Prosecutors — who originally asked for a $25 million bond — pointed to the serious nature of the crime with which Bashara is charged, along with what they say is a high likelihood of conviction, when they argued for the unusually high bond. In their motion, the prosecutors said Bashara is now unemployed and is “no longer active in (Grosse Pointe) Rotary due to the fact that a majority of the members no longer wished to include him in the organization.”
Lindsey said Bashara no longer has community support or people in the area who could monitor his behavior. She alleged that in a phone conversation from jail, a Bashara friend she referred to as “Mike” told Bashara that he had previously told Bashara repeatedly he should stay out of trouble and that Bashara ignored this advice.
Even support from his family has waned, prosecutors argued. In a jailhouse phone call, Lindsey said Bashara’s mother, Nancy Bashara, told him, “I’m through,” after reading prosecution discovery materials and listening to tapes of conversations Bashara had with a furniture store owner he allegedly hired to arrange for Gentz’s murder. The store owner, Steve Tibaudo, told Bashara at one point that he could have Gentz killed by feeding him ground-up glass.

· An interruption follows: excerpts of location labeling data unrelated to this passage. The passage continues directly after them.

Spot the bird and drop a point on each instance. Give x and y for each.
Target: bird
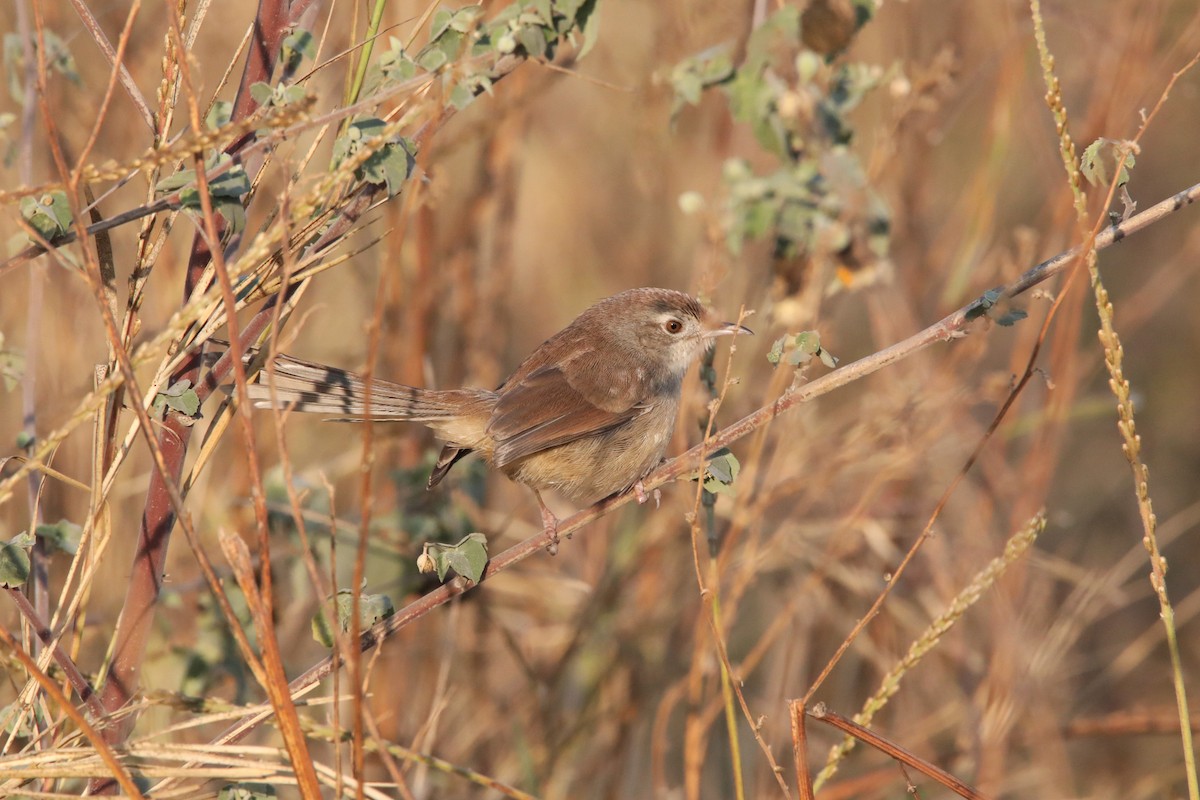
(588, 414)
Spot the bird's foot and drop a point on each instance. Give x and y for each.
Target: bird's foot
(642, 497)
(550, 527)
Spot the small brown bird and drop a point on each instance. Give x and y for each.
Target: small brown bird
(589, 413)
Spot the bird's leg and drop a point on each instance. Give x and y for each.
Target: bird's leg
(642, 497)
(549, 524)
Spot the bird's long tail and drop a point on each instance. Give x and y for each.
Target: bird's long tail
(319, 389)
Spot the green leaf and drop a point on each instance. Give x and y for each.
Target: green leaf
(15, 564)
(468, 558)
(982, 304)
(721, 471)
(219, 115)
(48, 214)
(17, 720)
(247, 792)
(179, 397)
(1102, 157)
(58, 59)
(390, 163)
(12, 366)
(1011, 317)
(63, 536)
(799, 349)
(372, 608)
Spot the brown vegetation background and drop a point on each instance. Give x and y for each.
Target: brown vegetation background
(594, 674)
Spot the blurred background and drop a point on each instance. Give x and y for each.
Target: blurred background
(594, 674)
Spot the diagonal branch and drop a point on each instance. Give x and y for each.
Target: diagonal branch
(949, 328)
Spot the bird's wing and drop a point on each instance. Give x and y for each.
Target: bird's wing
(544, 410)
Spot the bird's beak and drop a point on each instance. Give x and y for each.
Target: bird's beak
(727, 329)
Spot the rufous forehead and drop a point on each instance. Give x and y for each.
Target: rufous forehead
(679, 304)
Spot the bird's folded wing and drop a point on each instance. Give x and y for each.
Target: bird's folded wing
(545, 410)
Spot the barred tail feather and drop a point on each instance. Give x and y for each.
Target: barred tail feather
(313, 388)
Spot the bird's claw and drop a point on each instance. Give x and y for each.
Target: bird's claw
(642, 497)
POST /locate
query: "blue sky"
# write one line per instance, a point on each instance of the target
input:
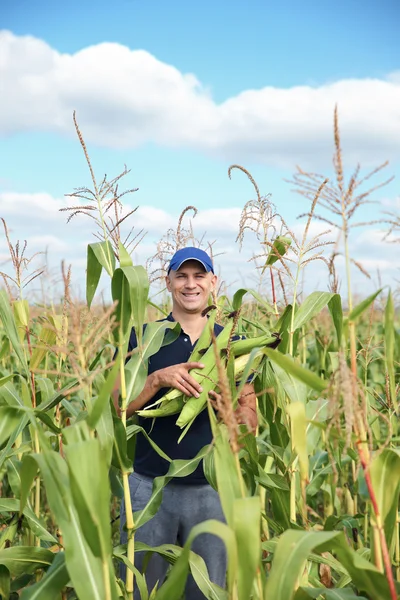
(226, 82)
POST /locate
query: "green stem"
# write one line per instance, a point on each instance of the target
(352, 330)
(129, 582)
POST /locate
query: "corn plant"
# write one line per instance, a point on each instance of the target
(310, 501)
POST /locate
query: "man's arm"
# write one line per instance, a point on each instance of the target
(176, 376)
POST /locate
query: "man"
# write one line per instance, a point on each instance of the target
(190, 500)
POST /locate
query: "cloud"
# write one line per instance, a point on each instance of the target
(125, 98)
(68, 243)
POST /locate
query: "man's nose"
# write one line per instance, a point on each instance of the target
(190, 282)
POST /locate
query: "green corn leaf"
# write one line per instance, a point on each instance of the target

As part of their motion, prosecutors also alleged that Bashara used a social worker’s phone to make an unauthorized call in which he threatened to cut his daughter out of his will if she didn’t support him.
Kriger told Morrow the comments prosecutors were referring to were misleading.
“You can distort the real relationship between Bob Bashara and his family” by just using “a snippet from one conversation,” Kriger said.
Kriger said Bashara “worked tirelessly for his church” and raised more than $3 million for a homeless shelter, among other community activities. He acknowledged that his client “is strapped financially,” with Monroe Bank and Trust foreclosing on one of the businessman’s properties, but he said Bashara would live in his Grosse Pointe Park home and not put it on the market, if he were to be released.
“Certainly this offense is serious, but the Legislature and our (state) constitution say this is a bailable offense,” Kriger said.
Prosecutors maintain that Bashara should remain incarcerated while awaiting his trial, slated, at press time, to begin Nov. 12 in front of Morrow.
“The charge of solicitation to murder is a serious crime,” said Wayne County Assistant Prosecuting Attorney Maria Miller in an email on behalf of her office. “A review of the alleged conduct of Bashara before and during his incarceration shows a portrait of a very dangerous individual who should not have any modification or reduction in bond.”
After the Sept. 13 hearing, Kriger declined to answer questions from reporters.
“I don’t comment on pending cases,” he told members of the media, citing a policy he said he has always adhered to.